With a bang the screen door of Sheriff Kern's office had creaked open
and shut four times at intervals, and each man, entering in turn with a
"Howdy" to the sheriff, had stamped the dust out of the wrinkles of his
riding boots, hitched up his trousers carefully, and slumped into a
chair. Not until the last of his handpicked posse had taken his place
did the sheriff begin his speech.

"Gents," he said, "how long have I been a sheriff?"

"Eighteen to twenty years," said Bill Wood. "And it's been twenty years
of bad times for the safecrackers and gunmen of these parts."

"Thanks," said the sheriff hastily. "And how many that I've once put my
hands on have got loose?"

Again Bill Wood answered, being the senior member.

"None. Your score is exactly one hundred percent, sheriff."

Kern sighed. "Gents," he said, "the average is plumb spoiled."

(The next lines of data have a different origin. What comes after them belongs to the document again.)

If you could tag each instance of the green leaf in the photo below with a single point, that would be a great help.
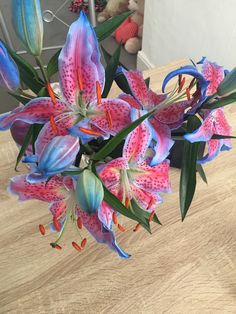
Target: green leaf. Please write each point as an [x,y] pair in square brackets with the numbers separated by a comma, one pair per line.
[52,67]
[111,71]
[21,99]
[188,171]
[25,145]
[201,172]
[116,140]
[219,137]
[113,201]
[221,102]
[122,83]
[105,29]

It caused a general lifting of heads and then a respectful silence. To
have offered sympathy would have been insulting; to ask questions was
beneath their dignity, but four pairs of eyes burned with curiosity.
The least curious was Arizona. He was a fat, oily man from the
southland, whose past was unknown in the vicinity of Woodville, and
Arizona happened to be by no means desirous of rescuing that past from
oblivion. He held the southlander's contempt for the men and ways of
the north. His presence in the office was explained by the fact that he
had long before discovered it to be an excellent thing to stand in with
the sheriff. After this statement from Kern, therefore, he first
glanced at his three companions, and, observing their agitation, he
became somewhat stirred himself and puckered his fat brows above his
eyes, as he glanced back at Kern.

"You've heard of the killing of Quade?" asked the sheriff.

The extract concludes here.